Une exception doit être signalée pour une disposition actuelle qui permet aux assurés de certaines caisses de s’engager à passer pour tout traitement, en premier lieu, par leur médecin généraliste, qui dirigera ensuite le traitement, les analyses, les consultations éventuelles auprès de spécialistes. Cette formule permet une économie substantielle des cotisations à l’assuré, sans changer la pratique traditionnelle pour le médecin ni pour le patient. Mais sera-t-elle maintenue?

Le financement hospitalier par les DRG

Il s’agit ici d’un changement de la base de données sur laquelle se fonde le prix des hospitalisations. Il devrait prendre effet en janvier 2012. (Son application à la médecine ambulatoire est prévue pour plus tard.) En gros, au lieu de payer sa part sur la base des journées de malade, des médicaments, des soins, des frais de laboratoire, des opérations, des séjours en salle de soins intensifs, etc. (frais réels) l’assurance sera débitrice d’un montant relatif aux diagnostics attribués au malade; ce montant est ensuite combiné avec des données concernant l’hôpital (ou le réseau médical), son équipement, l’effectif du personnel, le nombre de places de formation, le nombre de patients et la structure de leur effectif, le genre, l’ampleur et les coûts des prestations fournies, les charges, les produits et le résultat d’exploitation, enfin les «indicateurs de qualité médicaux», critères qui ne sont pas encore définis. Beaucoup de ces renseignements n’ont pas trait au patient lui-même, mais au besoin de l’administration en vue de comparaisons entre les établissements de soins, de statistiques sur la santé et l’assurance-maladie. Cela représente un travail administratif considérable; aussi, la Société vaudoise de médecine, par son «Centre de confiance», et la FMH, ont-elles créé des services pour faciliter l’élaboration de ces données et les anonymiser avant de les transmettre. Mais on ne voit pas comment anonymiser des données personnelles que l’assurance exige pour le contrôle de chaque cas. D’ailleurs, ce contrôle existait déjà dans la LAMal dès sa création, avec l’obligation de communication du diagnostic à l’assuré ou à sa caisse-maladie («L’assureur peut exiger un diagnostic précis ou des renseignements supplémentaires d’ordre médical»). Rien de neuf ici, sinon que leur étendue a été augmentée et affinée, (la liste n’en semble pas encore arrêtée) à tel point que la majorité des hôpitaux de l’Association H+ a rejeté, en août dernier, un accord qui avait été conclu avec Santésuisse sur les modalités d’accompagnement du nouveau financement. Mais Santésuisse revient à la charge et fait appel à la responsabilité du Conseil fédéral, lui demandant de «reprendre les éléments essentiels de l’accord, de manière à éviter une situation chaotique et dommageable pour les assureurs payeurs de primes».
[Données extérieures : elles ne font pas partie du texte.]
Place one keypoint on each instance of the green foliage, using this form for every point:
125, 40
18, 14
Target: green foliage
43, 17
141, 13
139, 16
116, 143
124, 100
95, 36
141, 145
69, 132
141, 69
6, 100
Les jeux ne sont pas faits du tout; les Chambres doivent encore se mettre d’accord sur la quote-part des assurés; le PS hésite aussi sur ce même sujet et sur d’autres; et certains semblent vouloir refuser toute la réforme; H+ refuse comme on l’a vu le système de remboursement à cause de l’atteinte à la sphère personnelle, la FMH est divisée, son comité est trop partial, trop proche de l’officialité, et certains de ses membres devraient décider prochainement du lancement d’un référendum; les médecins de Suisse allemande sont plus en faveur de la réforme que les Romands…

Ce qui nous dirige dans notre conclusion, c’est le doute qu’on peut avoir sur une amélioration financière du système, alors que c’était le but premier et le plus important au départ; mais c’est surtout le caractère étatiste de cette réforme, son atteinte aux libertés privées, le carcan qu’il impose dans un domaine où l’espace personnel est sa condition d’effectuation. Il est vrai, on ne peut que le répéter, que la faute première, congénitale, est l’obligation imposée à tous de s’assurer.